All of this together is critical for gaining a full understanding of transcriptional regulation.
Image source: “From DNA to a human: What the ENCODE and Roadmap Epigenome Projects can teach us about how we are who we are”
ChIP-seq: A method for detecting and characterizing protein–DNA interactions
In this workshop we will be focusing on the ChIP-seq technology. Chromatin Immunoprecipitation followed by sequencing (ChIP-seq) is a central method in epigenomic research. In ChIP experiments, a transcription factor, cofactor, or other chromatin protein of interest is enriched by immunoprecipitation from cross-linked cells, along with its associated DNA. The immunoprecipitated DNA fragments are then sequenced, followed by identification of enriched regions of DNA or peaks. These peak calls can then be used to make biological inferences by determining the associated genomic features and/or over-represented sequence motifs.

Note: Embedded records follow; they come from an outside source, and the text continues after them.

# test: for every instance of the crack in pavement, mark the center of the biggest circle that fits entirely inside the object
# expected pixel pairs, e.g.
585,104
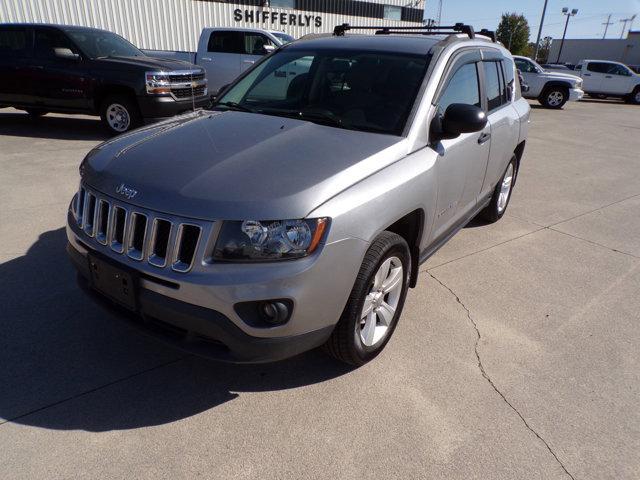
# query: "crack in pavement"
490,381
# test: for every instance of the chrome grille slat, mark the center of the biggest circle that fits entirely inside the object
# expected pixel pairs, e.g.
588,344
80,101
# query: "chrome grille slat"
163,241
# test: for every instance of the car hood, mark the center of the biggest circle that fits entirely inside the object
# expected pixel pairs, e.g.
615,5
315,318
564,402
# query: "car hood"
148,63
235,165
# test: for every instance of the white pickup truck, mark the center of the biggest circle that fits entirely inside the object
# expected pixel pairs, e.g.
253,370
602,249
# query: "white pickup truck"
551,88
609,79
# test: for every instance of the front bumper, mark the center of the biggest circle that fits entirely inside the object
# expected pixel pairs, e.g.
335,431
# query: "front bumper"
156,108
575,94
197,329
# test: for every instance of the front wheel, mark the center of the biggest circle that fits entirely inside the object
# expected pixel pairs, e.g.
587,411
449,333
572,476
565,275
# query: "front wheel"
502,194
119,114
375,302
554,97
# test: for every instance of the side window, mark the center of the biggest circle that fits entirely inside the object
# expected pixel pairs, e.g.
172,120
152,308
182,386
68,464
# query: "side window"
598,67
254,44
14,43
463,87
225,42
525,66
47,41
493,85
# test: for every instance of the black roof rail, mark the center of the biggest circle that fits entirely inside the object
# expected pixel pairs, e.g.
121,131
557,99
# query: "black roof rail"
340,30
488,33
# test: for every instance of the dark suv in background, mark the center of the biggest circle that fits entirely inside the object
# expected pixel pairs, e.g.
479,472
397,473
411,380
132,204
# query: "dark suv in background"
65,69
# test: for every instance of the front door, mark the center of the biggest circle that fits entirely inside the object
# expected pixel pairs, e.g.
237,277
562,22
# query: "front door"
462,162
593,74
15,59
62,81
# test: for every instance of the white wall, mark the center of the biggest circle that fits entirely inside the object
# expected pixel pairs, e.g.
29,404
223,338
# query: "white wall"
161,24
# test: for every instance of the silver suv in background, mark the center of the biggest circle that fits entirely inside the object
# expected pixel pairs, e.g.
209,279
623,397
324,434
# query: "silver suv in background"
551,88
296,214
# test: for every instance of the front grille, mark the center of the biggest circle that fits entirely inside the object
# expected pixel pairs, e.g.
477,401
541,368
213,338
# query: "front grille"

Image source: “From DNA to a human: What the ENCODE and Roadmap Epigenome Projects can teach us about how we are who we are”
ChIP-seq has been widely used for many transcription factors, histone modifications, chromatin modifying complexes, and other chromatin-associated proteins in a wide variety of organisms. As such, there is much diversity in the way ChIP-seq experiments are designed and the way analyses are executed.
CUT&RUN: An improved alternative to ChIP-seq
ChIP-seq is a notoriously challenging approach. Despite rigorous optimization and washing, the method is subject to high background. The resulting low signal to noise ratio makes it difficult to identify true binding sites.
Cleavage Under Targets and Release Using Nuclease (CUT&RUN) is an innovative chromatin mapping strategy that is rapidly gaining traction in the field. The protocol requires less than a day to go from from cells to DNA, and can be done entirely on the benchtop using standard equipment that is already present in most molecular biology laboratories.
How does it work?
CUT&RUN is a native endonuclease-based method based on the binding of an antibody to a chromatin-associated protein in situ and the recruitment of a protein A-micrococcal nuclease fusion (pA-MN) to the antibody to efficiently cleave DNA surrounding binding sites.
Click here for more specifics on the CUT&RUN protocol
Below we describe each step of the protocol in some detail:
1. Cells/nuclei are bound to concanavalin A–coated magnetic beads.
In the original Henikoff lab paper they isolate nuclei. Using purified nuclei allows for maximal binding of antibodies to nuclear factors and will result in cleaner CUT&RUN signal compared to protocol using whole cells.
In the more recent paper, also from the Henikoff lab, whole cells are harvested. They introduce the use of a strong detergent to permeabilize cells rather than relying on the extraction of nuclei.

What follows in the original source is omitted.